To access the internet from his or her device a user purchases data from an internet provider. “Unlimited,” in theory, means that, instead of purchasing a fixed amount of data from a provider (say 10 Gigs), a user purchases the right to use data from the provider’s network without restriction. Eighty percent of users consume between 25 and 30 Gigs of data per month, so providers set a price for their unlimited services based on this statistic.
Providers have the potential to lose money to heavy users on unlimited services, so they ensure a profit by enforcing a cap on data use.

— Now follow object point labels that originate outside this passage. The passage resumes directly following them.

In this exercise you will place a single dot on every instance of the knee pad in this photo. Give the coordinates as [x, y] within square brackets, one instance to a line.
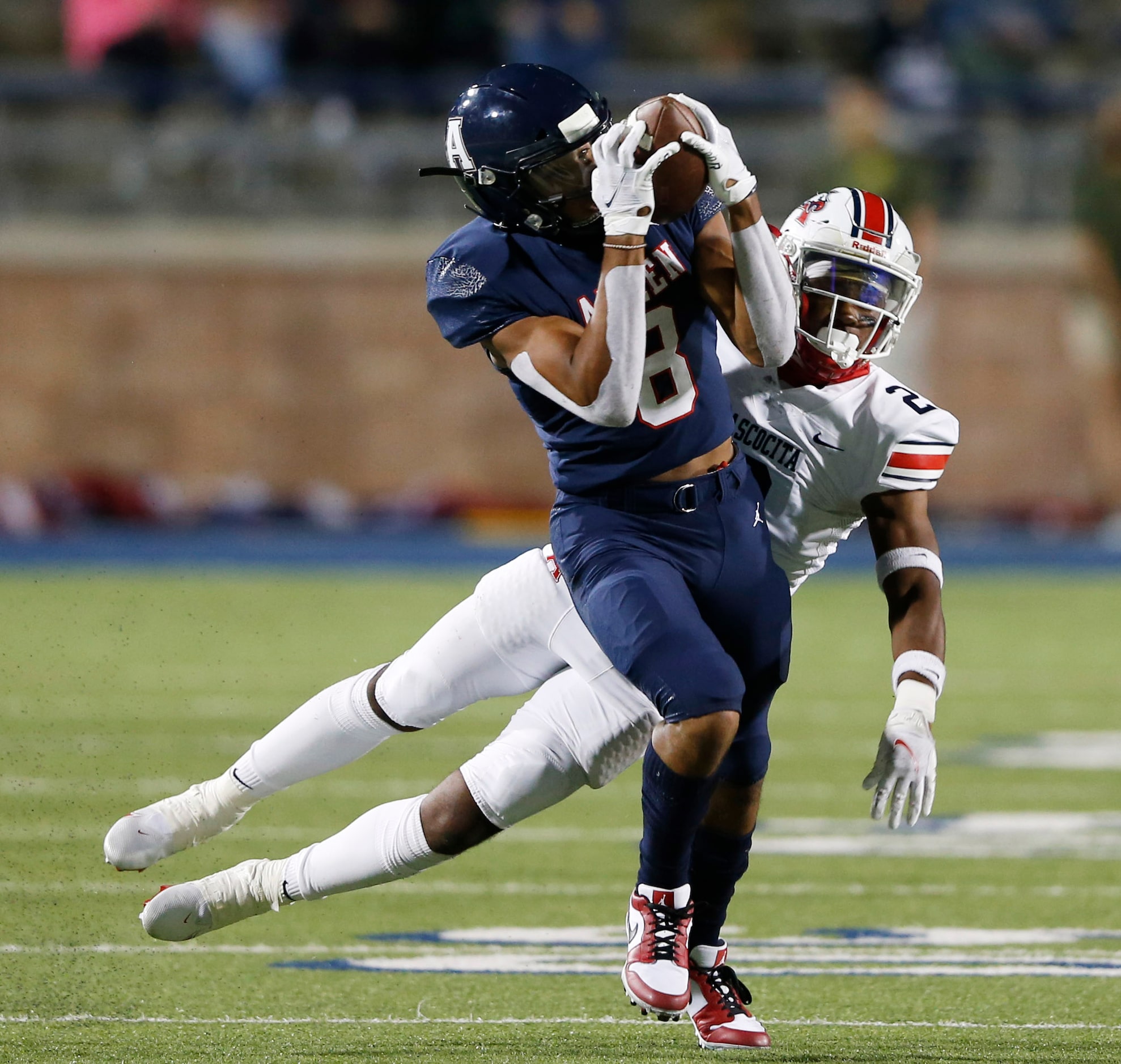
[450, 667]
[747, 759]
[521, 773]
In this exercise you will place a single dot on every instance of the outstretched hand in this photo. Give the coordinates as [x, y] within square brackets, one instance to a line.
[728, 177]
[905, 768]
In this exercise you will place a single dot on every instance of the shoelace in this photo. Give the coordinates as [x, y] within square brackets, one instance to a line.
[666, 929]
[733, 995]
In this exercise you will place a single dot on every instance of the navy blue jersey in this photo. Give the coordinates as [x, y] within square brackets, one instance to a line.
[482, 279]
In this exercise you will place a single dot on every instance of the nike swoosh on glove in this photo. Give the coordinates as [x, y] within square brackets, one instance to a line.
[905, 768]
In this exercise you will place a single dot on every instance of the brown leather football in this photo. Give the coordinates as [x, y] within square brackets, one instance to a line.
[681, 180]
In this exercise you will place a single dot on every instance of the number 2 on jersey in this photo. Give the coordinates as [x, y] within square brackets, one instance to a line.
[668, 390]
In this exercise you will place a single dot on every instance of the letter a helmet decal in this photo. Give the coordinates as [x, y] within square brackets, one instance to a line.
[458, 154]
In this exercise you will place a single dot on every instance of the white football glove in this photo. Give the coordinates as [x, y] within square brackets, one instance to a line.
[728, 177]
[622, 191]
[906, 761]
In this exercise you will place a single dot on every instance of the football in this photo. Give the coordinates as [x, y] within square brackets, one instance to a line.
[681, 180]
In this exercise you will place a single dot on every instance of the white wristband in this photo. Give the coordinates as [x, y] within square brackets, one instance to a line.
[914, 696]
[617, 404]
[907, 557]
[929, 666]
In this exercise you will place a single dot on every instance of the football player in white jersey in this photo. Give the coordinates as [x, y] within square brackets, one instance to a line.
[842, 442]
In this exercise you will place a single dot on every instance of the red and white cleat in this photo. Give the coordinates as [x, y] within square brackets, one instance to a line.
[719, 1004]
[656, 976]
[157, 831]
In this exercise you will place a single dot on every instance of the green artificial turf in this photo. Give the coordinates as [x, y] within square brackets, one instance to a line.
[117, 690]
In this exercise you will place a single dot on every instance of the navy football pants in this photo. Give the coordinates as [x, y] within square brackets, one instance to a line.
[677, 585]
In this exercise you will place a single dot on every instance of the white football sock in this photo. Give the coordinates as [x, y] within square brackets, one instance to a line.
[381, 846]
[330, 730]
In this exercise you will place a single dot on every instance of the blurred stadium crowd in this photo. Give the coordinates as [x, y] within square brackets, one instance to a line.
[326, 107]
[967, 113]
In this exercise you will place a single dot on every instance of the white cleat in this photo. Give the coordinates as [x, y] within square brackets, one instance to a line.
[194, 908]
[157, 831]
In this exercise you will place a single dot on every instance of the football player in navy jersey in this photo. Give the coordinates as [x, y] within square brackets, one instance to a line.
[606, 325]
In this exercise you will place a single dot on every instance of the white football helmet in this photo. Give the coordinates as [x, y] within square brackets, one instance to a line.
[850, 246]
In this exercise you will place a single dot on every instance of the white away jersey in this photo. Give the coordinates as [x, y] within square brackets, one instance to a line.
[829, 448]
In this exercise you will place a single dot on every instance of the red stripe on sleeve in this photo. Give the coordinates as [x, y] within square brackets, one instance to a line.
[918, 461]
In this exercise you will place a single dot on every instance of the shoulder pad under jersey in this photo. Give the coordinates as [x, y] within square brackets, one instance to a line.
[918, 435]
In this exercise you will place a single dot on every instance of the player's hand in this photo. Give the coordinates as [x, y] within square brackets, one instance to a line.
[728, 177]
[905, 766]
[623, 191]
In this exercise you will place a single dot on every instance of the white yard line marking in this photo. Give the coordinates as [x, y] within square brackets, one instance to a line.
[478, 1020]
[1088, 836]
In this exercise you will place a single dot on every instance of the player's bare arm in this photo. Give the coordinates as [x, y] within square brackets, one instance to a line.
[763, 284]
[714, 264]
[911, 576]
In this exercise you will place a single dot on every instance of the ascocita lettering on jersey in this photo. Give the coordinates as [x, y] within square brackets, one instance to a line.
[767, 444]
[663, 266]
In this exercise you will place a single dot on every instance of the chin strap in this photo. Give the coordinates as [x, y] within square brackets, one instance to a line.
[843, 346]
[617, 404]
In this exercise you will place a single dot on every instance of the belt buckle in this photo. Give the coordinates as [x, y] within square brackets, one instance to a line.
[685, 498]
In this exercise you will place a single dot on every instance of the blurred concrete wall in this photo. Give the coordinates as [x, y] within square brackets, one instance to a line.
[301, 354]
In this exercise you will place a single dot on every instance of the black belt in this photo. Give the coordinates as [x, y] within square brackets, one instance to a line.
[672, 496]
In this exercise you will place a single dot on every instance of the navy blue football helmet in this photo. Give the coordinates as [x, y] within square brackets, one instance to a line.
[512, 144]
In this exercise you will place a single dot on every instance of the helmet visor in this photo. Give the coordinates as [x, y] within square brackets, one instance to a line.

This cap usually affects the top 5% of users–those who use, typically, over 150 Gigs of online data per month.
Providers penalize heavy users through bandwidth throttling i.e. reducing the speed at which the network transfers data to these users’ devices. Throttling is also a way to penalize users who share their internet connections with others; as few as five normal users on one connection could, together, use enough data to exceed the cap and slow the connection.
Not all bandwidth throttling is legal. In October 2014 the FCC successfully sued AT&T for advertising unlimited 4G LTE service, then throttling the bandwidth of customers whose usage exceeded an undisclosed cap. When purchasing an unlimited plan make sure the provider is upfront about bandwidth throttling.
As users leave the 3G network for the faster 4G LTE, the bandwidth available on the 3G network will increase. If you are an average user, you should consider purchasing an unlimited 3G EVDO wireless internet. Plus, if you require faster speeds on the 3G, you should consider purchasing a MIMO antenna. EVDO wireless internet services, typical of broadband internet access, use radio waves to transmit data which makes them more reliable than satellite services. Also, keep in mind that the 4G LTE uses up data faster than the 3G technology.
If you are a heavy user (especially a gamer who relies on a fast connection) consider contacting your internet provider and negotiating a plan with enough data to fit your needs. Standard unlimited internet services may not be enough.